Дугин подарил проекту сам термин «национал-большевизм». Извлек его из пыльного шкафа, как позабытую сказку, сочиненную русскими эмигрантами в начале прошлого века. Теми, кто от революции сбежал, но в тайне питал к ней особую патологическую страсть, прославляя издалека новый порядок и Сталина, его до смерти любимый русскому человеку царский облик. Но те самые эмигранты и не помышляли об уличной политике. Библиотекари и интеллигенты ведать не ведали, что почти сто лет спустя в Москве появятся молодые отморозки и назовут себя ими придуманным именем. Дугин, как и первые классические национал-большевики, никогда тем самым "уличным революционером" не был — и нечего было мутить этот крайне сырой, не обеспеченный ничем проект. Пустая затея. Практически никто его вклада не оценил, а вынужденный уход заметили вообще единицы. Были, конечно, потери ощутимые — партия утратила связь с историей своих предков — Устряловым, Савицким — возможно, чтоб написать историю свою собственную. Хуже или лучше? Быть может, лет через сто эту историю под лупой будут рассматривать социологи и психиатры, пытаясь объяснить многие мистические вещи. Хотя бы то, каким образом партия после множества тяжелых ударов все же устояла. Безденежная, безыдейная, сплошь состоящая из язв и пороков земных.

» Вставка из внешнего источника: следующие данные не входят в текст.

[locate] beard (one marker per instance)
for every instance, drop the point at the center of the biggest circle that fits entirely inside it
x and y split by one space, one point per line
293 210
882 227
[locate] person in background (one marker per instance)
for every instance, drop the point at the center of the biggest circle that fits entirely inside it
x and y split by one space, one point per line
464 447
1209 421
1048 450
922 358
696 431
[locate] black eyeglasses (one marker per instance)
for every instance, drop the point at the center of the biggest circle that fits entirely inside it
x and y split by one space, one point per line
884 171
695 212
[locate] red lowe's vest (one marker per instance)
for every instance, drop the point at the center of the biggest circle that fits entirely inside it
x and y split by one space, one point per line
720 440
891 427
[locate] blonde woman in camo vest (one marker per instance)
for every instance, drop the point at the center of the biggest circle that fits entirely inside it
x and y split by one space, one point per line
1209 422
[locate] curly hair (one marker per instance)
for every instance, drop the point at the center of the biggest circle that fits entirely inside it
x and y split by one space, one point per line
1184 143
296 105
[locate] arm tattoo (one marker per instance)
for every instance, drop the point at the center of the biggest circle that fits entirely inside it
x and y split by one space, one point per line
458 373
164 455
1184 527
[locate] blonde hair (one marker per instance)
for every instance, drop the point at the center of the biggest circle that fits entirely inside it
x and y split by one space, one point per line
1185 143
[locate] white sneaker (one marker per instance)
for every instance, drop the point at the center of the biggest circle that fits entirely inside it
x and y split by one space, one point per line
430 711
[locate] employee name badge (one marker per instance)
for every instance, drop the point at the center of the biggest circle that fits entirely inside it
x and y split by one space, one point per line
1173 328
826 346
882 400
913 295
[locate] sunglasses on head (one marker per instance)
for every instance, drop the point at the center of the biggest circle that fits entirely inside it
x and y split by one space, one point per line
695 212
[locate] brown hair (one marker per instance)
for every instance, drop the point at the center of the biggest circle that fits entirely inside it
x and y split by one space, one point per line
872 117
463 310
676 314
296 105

А ответ в общем-то простой, даже относительно изгнания Дугина. У Дугина полностью отсутствовала электоральная база, его идеи интересны экспертам и непонятны маргиналам. Его книги восхищают избранных. А у нас президентом был Ельцин, хам и свинья. Чего уж об аристократии, о работах Эволы и Рене Генона. Опоздали. Дугин хотел победы новой аристократии, которой уж давно не существовало в природе, тем более в затхлом совке, так откуда было им взяться в маленькой партии. Рыцари духа, алхимики, пророки, великие творцы — никого ведь не было. Умер единственный великий человек в Партии — Сергей Курёхин. Отдалился и волынил Летов. Лимонов сделал ставку на уличных маргиналов. Как все радикалы прошлого века. Как Ленин, как Гитлер. В этом ему никакие помощники были не нужны. Соавторы побед не очень-то и радуют. Поэтому их изгоняют вон, не смотря на заслуги. Быть может, Лимонову показалось, что победа близка. Мне же произошедшее напомнило лишь свойственные тому времени войны между криминалом и директорами за промышленные объекты. Один собственник приказал зарезать партнёра. И всё. Безо всякого там глубокого политического пафоса.